Thoughts on killing tinderbox, foundations

May 10, 2009

Thoughts on killing tinderbox, foundations

Filed under: Mozilla — Tags: buildbot, Mozilla — Axel Hecht @ 9:45 pm

I figured it’d be a good idea to just dump my thinkings on killing tinderbox (as in the the web interface to mozilla’s builds). As just the background information grows to a lengthy post, I’ll cut them into pieces.

To point you where I’m heading, the executive summary of my thinking is:

Killing tinderbox is a webdev problem for the most part, with some chunks in IT and build/releng. The latter two should be fine to mostly do what webdev needs to get the job done.

I won’t give my complete rationale for killing tinderbox, for the most part because I’ve been thinking about that too long and have come up with too many reasons to write them down. But the most important fragments would be in …

The Rationale:

Tinderbox knows relatively little about our builds, and displays even less. The front end is hard to hack, and the back end is tied to a build model that doesn’t match that of buildbot. In particular in our move to hg, things have changed considerably in the back.

Listening in to previous discussions, there seems to be a gap between how people talk about our builds, and what our builds really are. Thus I’ll bore the few people that actually hack on our build automation for a few, and dive into …

What buildbot knows:

Buildbot, aka the software we’re using to control and run our builds, knows plenty about our builds. I’ll give a list of things that come up to my mind, with a focus on things that tinderbox wouldn’t.

Why a build is running.
- Which changes went into this build, or if it was a periodic or forced build
The steps of each build, with separate description, results, logs
- Logs have separate stdout and stderr chunks in order
A set of build properties, holding slave name, build number, revision
- The set of build properties can be amended, to hold more data. The data can be basically anything that can be pickled in python, and could be constrained to json values, or just natives thereof.
Start and end times for both the individual steps and the complete build

There are some shortages in particular when it comes down to our build setup, mostly …

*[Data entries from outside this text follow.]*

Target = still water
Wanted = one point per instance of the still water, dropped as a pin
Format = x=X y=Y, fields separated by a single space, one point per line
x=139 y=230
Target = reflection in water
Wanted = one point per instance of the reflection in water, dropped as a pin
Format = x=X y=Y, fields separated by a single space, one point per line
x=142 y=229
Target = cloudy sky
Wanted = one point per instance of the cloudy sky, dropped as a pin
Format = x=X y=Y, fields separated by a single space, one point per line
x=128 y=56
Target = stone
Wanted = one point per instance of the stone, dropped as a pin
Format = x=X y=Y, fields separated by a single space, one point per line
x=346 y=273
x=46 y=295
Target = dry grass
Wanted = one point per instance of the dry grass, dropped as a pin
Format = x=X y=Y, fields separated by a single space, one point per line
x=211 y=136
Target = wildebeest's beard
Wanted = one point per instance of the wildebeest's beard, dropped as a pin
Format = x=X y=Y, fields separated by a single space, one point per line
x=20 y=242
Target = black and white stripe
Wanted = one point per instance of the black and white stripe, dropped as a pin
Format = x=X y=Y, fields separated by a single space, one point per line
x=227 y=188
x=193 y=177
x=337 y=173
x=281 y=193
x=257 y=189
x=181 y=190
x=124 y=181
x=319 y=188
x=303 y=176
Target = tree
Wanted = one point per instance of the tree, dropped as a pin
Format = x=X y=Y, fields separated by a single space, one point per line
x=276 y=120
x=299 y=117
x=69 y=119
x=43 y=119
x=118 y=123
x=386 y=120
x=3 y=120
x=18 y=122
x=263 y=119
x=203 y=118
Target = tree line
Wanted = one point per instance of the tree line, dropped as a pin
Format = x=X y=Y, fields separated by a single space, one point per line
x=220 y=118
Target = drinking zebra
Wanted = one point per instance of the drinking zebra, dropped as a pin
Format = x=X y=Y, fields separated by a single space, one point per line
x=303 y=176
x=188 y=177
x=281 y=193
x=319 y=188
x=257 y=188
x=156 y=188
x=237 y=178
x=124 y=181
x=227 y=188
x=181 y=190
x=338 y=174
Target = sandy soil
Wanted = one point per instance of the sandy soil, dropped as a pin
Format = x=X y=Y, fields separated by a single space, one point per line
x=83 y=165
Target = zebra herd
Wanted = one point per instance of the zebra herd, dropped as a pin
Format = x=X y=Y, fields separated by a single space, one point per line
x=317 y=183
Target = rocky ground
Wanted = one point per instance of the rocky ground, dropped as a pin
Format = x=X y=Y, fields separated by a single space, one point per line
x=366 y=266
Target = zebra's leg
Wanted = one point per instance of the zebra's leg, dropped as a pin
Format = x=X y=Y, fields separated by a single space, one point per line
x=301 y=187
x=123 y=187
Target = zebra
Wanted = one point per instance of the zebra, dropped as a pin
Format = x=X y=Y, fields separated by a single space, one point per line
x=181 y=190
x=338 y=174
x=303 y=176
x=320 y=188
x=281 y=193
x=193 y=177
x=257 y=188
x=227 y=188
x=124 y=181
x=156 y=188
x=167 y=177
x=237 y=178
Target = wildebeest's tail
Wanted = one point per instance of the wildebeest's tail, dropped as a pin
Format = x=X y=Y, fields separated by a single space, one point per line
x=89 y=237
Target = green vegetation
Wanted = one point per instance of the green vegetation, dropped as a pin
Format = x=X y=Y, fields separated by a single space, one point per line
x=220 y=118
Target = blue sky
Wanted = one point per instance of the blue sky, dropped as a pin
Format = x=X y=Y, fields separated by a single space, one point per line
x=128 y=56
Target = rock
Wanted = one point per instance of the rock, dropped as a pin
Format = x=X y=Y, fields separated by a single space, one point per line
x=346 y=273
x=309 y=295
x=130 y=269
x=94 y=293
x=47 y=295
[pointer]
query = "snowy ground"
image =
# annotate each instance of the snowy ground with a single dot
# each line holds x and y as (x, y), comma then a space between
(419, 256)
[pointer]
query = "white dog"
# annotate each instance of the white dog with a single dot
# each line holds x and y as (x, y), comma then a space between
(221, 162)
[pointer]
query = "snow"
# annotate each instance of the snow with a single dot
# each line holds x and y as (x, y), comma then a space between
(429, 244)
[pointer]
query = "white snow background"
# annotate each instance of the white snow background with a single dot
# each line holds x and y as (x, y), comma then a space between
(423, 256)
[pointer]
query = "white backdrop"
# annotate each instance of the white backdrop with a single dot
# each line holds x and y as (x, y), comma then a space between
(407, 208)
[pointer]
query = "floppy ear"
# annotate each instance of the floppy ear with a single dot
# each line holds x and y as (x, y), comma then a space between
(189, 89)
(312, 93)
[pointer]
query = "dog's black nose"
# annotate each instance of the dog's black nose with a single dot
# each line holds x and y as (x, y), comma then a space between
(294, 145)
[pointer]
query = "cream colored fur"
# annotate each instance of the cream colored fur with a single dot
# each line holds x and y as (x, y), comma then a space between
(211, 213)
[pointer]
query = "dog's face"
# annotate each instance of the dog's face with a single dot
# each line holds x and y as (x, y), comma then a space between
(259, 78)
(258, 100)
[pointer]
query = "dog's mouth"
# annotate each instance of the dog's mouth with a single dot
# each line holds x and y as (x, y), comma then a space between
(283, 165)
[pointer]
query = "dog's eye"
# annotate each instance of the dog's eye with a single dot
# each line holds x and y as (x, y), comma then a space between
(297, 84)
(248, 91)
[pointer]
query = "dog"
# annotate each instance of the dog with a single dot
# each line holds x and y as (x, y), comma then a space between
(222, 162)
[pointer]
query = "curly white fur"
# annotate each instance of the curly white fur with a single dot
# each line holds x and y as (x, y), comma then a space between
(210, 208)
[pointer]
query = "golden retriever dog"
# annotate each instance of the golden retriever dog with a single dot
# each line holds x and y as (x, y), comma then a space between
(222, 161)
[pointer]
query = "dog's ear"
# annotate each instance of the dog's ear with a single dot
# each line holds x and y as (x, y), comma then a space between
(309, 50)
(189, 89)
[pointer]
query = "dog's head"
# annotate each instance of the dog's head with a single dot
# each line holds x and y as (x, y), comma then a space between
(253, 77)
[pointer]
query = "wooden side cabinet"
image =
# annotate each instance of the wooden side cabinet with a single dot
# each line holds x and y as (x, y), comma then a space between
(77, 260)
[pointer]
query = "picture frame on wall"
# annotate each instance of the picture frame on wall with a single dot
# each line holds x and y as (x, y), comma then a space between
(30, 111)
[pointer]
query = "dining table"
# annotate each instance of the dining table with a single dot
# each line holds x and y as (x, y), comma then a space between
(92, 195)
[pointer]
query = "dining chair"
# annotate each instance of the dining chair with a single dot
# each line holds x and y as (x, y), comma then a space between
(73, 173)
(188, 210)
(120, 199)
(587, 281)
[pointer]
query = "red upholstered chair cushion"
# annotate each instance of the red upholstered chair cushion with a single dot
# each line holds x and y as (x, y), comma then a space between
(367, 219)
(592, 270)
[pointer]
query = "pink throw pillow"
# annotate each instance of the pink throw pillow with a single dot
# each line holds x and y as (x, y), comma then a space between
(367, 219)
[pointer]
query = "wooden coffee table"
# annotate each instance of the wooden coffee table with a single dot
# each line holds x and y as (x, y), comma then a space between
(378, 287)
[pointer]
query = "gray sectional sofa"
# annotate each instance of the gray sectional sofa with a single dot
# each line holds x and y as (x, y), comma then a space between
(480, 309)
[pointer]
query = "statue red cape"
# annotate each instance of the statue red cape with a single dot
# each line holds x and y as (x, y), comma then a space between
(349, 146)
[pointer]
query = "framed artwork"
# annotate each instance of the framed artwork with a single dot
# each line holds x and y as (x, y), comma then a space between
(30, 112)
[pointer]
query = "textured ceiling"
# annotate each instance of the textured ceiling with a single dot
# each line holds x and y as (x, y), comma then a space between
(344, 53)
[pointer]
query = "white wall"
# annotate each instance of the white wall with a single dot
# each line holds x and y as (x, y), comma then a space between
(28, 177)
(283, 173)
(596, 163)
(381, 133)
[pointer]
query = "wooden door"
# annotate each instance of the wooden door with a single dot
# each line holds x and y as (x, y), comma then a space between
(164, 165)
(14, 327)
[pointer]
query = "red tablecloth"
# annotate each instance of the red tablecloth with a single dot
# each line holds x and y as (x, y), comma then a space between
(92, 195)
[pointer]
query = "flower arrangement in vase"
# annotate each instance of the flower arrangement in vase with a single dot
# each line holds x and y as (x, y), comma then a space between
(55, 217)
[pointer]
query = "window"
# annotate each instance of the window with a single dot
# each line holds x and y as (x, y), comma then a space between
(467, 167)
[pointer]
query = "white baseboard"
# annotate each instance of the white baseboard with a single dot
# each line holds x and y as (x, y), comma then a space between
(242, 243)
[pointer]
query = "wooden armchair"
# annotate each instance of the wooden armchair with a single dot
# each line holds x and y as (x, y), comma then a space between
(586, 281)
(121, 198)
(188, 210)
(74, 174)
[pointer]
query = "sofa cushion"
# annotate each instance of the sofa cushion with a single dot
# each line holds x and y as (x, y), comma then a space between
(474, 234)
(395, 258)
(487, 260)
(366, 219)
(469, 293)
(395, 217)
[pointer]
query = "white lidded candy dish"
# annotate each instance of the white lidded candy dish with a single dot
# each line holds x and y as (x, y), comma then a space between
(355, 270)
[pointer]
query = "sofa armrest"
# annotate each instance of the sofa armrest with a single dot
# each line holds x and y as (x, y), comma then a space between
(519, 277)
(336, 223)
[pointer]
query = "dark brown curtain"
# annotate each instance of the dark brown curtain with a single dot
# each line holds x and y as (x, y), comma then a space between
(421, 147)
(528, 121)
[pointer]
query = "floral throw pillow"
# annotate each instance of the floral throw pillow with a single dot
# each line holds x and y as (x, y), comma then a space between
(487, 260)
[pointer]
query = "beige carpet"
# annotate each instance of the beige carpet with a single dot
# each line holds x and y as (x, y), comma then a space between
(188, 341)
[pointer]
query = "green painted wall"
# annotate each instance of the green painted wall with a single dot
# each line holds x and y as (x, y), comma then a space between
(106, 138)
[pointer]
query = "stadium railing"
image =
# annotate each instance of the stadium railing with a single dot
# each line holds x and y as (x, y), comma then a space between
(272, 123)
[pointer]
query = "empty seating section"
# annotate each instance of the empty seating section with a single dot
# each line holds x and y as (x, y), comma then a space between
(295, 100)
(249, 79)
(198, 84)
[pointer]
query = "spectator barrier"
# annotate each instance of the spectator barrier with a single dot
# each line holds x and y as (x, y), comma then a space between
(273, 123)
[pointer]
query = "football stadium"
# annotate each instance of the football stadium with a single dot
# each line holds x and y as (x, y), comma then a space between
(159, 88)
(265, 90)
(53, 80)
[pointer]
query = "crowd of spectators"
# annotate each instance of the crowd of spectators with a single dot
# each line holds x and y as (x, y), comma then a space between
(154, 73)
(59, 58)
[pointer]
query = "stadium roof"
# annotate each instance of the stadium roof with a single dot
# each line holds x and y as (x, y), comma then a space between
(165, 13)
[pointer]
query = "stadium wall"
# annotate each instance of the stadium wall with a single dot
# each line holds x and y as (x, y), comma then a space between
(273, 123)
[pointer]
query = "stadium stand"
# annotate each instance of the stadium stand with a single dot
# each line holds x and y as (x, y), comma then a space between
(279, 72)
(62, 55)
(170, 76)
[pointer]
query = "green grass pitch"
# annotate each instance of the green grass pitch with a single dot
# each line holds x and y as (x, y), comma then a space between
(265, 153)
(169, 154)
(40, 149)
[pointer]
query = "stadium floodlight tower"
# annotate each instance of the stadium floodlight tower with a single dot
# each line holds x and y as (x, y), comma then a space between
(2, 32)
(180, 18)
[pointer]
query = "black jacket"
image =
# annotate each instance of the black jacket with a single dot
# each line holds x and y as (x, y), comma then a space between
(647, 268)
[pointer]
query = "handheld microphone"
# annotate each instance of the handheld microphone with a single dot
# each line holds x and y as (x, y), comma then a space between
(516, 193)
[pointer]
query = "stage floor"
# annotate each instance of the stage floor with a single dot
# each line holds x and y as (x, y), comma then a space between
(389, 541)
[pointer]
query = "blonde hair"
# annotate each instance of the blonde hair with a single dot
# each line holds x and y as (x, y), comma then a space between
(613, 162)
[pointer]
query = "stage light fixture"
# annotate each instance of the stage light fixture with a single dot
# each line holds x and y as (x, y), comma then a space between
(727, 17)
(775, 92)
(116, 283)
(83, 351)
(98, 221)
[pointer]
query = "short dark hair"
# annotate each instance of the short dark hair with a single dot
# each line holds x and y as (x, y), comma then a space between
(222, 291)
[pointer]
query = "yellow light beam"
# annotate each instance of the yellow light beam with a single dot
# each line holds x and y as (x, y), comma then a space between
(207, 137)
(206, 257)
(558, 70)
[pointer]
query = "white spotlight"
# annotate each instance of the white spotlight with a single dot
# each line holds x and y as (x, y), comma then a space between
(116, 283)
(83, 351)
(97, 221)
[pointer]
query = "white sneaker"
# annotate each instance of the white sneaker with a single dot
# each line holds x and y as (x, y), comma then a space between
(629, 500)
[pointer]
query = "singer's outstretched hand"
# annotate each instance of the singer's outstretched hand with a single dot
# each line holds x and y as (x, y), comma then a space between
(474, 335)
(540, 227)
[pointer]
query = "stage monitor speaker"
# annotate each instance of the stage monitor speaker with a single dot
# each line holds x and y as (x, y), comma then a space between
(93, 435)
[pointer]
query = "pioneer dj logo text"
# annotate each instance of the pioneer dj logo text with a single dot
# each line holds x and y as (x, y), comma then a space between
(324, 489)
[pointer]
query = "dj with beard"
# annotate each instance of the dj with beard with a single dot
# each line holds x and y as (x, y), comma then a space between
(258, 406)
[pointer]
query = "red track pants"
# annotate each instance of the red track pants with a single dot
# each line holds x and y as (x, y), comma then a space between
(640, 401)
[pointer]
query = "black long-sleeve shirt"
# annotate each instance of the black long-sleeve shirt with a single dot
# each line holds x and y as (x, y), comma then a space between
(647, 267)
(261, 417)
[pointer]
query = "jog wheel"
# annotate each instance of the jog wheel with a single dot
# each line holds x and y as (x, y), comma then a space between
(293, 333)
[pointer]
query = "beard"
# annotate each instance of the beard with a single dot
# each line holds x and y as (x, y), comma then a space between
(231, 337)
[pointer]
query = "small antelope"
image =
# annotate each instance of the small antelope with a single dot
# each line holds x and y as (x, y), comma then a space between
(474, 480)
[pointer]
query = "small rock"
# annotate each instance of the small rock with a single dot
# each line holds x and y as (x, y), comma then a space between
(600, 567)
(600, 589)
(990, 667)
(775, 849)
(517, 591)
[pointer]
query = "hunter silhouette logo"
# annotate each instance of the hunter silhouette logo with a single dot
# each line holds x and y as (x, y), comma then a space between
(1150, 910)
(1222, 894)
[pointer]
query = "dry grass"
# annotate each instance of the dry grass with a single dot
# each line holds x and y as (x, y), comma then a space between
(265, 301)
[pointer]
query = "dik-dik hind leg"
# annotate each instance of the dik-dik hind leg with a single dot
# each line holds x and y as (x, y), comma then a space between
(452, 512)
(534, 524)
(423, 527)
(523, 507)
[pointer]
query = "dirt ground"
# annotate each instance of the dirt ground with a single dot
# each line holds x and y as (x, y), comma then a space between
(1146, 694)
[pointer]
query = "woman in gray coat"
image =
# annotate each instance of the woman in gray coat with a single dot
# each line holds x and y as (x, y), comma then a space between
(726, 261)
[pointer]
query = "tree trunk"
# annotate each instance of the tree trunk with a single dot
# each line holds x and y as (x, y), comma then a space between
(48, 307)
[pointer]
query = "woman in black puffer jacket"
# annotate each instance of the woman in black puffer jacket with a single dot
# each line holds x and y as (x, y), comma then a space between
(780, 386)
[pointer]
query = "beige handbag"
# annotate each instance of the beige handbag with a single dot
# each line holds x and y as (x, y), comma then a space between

What even buildbot doesn’t know:

Dependencies between builds. Buildbot has two builtin methods to run builds that depend on prior builds, but it doesn’t keep track of that relationship.

For those into schema, one possible version of that is depicted in this graph.

Then, there are things we keep …

On tinderbox, but not on buildbot:

Tree rules
- open/closed (used to be on despot for cvs/bonsai)
- sheriff
Build comments
log parsers

So much for the read-only side of life. On top of this, there are a few important things that buildbot enables us to do, which we don’t empower our community to use (at least not without a releng-sheriff around).

Buildbot can:

Trigger builds on arbitrary builders, possibly with particular properties set (the latter requires hackery).
Stop most builds while running.

Exposing these should provide a powerful tool to investigate and clear bustages.

You can get a slightly better idea of how things are looking on buildbot itself if you browse around on Chromium’s waterfall. IMHO, they share the problem of not being able to present the data they have, even though they have less platforms and trees to handle than we do. You can also see the problem of dependent test builds hanging somewhere in the air. You can also nicely see the output per step with the details they have, unconditionally though. Most of the time, you likely don’t care.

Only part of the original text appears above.